Second, even if Plaintiff had sufficiently demonstrated the violation of a constitutional right, the specific contours of that right were not so clearly established that any reasonable official in Defendants' shoes would have understood that they were violating Plaintiff's rights in failing to ensure staff were wearing masks at all times or in allowing new inmates to be brought to Plaintiff's facility. The only relevant case Plaintiff cites in support is Matter of Williams, 496 P.3d 289 (Wash. 2021), a case published after the events at issue here and interpreting the Washington State Constitution's cruel and unusual punishment provision, which Plaintiff acknowledges “is more protective [than] the Eighth Amendment to the U.S. Constitution.” ECF No. 37 at 7. This case, having been decided after the events here and interpreting the Washington State Constitution, is insufficient to place the individual defendants on notice that their actions violated the U.S. Constitution, and so these defendants are entitled qualified immunity on these claims.
D. Permitting Plaintiff to File His First Amended Complaint Would be Futile
Plaintiff has filed a motion for leave to file a first amended complaint, ECF No. 17. In his motion, he attached the proposed amended complaint, which incorporates and supplements his initial complaint.

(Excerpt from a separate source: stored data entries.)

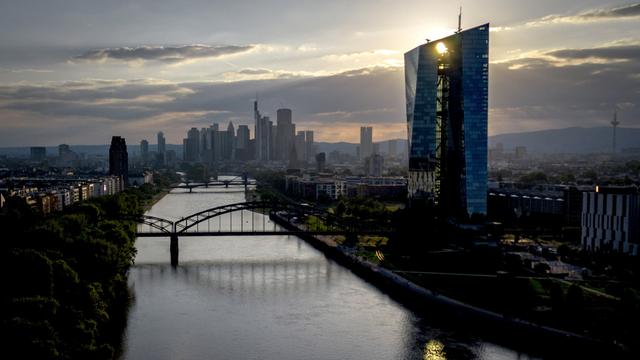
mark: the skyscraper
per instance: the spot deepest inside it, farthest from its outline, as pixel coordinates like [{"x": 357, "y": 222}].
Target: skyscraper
[
  {"x": 285, "y": 134},
  {"x": 300, "y": 147},
  {"x": 119, "y": 159},
  {"x": 192, "y": 145},
  {"x": 144, "y": 151},
  {"x": 263, "y": 134},
  {"x": 162, "y": 149},
  {"x": 447, "y": 99},
  {"x": 242, "y": 143},
  {"x": 366, "y": 142},
  {"x": 38, "y": 153}
]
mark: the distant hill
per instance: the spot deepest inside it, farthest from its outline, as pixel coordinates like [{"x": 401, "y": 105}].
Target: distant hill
[
  {"x": 350, "y": 148},
  {"x": 134, "y": 149},
  {"x": 573, "y": 140}
]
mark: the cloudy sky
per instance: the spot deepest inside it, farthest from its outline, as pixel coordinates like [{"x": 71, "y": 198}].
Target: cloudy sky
[{"x": 79, "y": 71}]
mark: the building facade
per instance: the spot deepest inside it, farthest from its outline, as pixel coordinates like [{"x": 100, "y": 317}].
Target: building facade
[
  {"x": 366, "y": 142},
  {"x": 446, "y": 85},
  {"x": 611, "y": 220},
  {"x": 119, "y": 158}
]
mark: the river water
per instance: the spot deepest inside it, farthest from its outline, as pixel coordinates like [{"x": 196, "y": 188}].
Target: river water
[{"x": 272, "y": 297}]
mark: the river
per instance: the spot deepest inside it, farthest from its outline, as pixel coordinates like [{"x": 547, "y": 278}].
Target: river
[{"x": 272, "y": 297}]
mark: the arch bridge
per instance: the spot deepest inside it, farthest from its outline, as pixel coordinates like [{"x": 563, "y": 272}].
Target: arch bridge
[{"x": 248, "y": 219}]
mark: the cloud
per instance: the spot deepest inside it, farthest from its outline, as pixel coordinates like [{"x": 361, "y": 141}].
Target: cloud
[
  {"x": 563, "y": 88},
  {"x": 619, "y": 51},
  {"x": 28, "y": 70},
  {"x": 163, "y": 54},
  {"x": 139, "y": 107},
  {"x": 627, "y": 52},
  {"x": 607, "y": 14}
]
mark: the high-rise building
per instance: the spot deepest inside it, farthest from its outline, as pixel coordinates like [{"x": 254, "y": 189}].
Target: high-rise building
[
  {"x": 310, "y": 146},
  {"x": 447, "y": 100},
  {"x": 263, "y": 134},
  {"x": 229, "y": 140},
  {"x": 192, "y": 145},
  {"x": 285, "y": 134},
  {"x": 392, "y": 148},
  {"x": 321, "y": 161},
  {"x": 162, "y": 148},
  {"x": 373, "y": 165},
  {"x": 243, "y": 136},
  {"x": 366, "y": 142},
  {"x": 300, "y": 147},
  {"x": 610, "y": 220},
  {"x": 144, "y": 150},
  {"x": 38, "y": 153},
  {"x": 119, "y": 159},
  {"x": 243, "y": 139}
]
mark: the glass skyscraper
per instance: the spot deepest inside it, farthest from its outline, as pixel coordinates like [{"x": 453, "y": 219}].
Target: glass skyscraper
[{"x": 447, "y": 104}]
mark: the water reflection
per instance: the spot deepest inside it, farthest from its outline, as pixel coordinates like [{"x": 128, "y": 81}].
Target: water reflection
[
  {"x": 434, "y": 350},
  {"x": 270, "y": 298}
]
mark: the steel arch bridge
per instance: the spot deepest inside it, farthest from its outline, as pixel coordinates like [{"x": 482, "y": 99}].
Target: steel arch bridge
[{"x": 250, "y": 220}]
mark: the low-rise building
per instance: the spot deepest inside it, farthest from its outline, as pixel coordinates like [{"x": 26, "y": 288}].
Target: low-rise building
[{"x": 611, "y": 220}]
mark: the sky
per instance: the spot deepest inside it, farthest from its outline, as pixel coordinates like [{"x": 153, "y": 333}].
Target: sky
[{"x": 80, "y": 71}]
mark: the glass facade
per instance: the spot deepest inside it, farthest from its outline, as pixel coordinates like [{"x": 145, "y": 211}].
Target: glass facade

Id. at 49-59. But the Court has considered the contents of the proposed amendment and nothing in this supplement changes the analysis above, rendering amendment futile. See Saul v. United States, 928 F.3d 829, 843 (9th Cir. 1991). In particular, the Court reiterates that Plaintiff's relatively moderate reaction to contracting COVID-19 bars the relief he seeks, including the proposed claim seeking injunctive. To be sure, COVID-19 is a serious health concern, both for those who are incarcerated and those who are not. But the facts presented by Plaintiff do not establish that he had anything but a routine case of COVID-19, nor do they establish that any of the defendants have violated any of Plaintiff's rights. Accordingly, the Court denies the motion.
Accordingly, IT IS HEREBY ORDERED:
1. Plaintiff's Motion to File a First Amended Complaint, ECF No. 17, is DENIED.
2. Defendants' Motion for Summary Judgment, ECF No. 29, is GRANTED.
3. All claims are DISMISSED WITH PREJUDICE, with all parties to bear their own costs and attorney fees.
4. All pending motions are DENIED AS MOOT.
5. All hearings and other deadlines are STRICKEN.
6. The Clerk's Office is directed to ENTER JUDGMENT in Defendants' favor and CLOSE this file.
IT IS SO ORDERED. The Clerk's Office is directed to enter this Order and provide copies to Plaintiff and all counsel.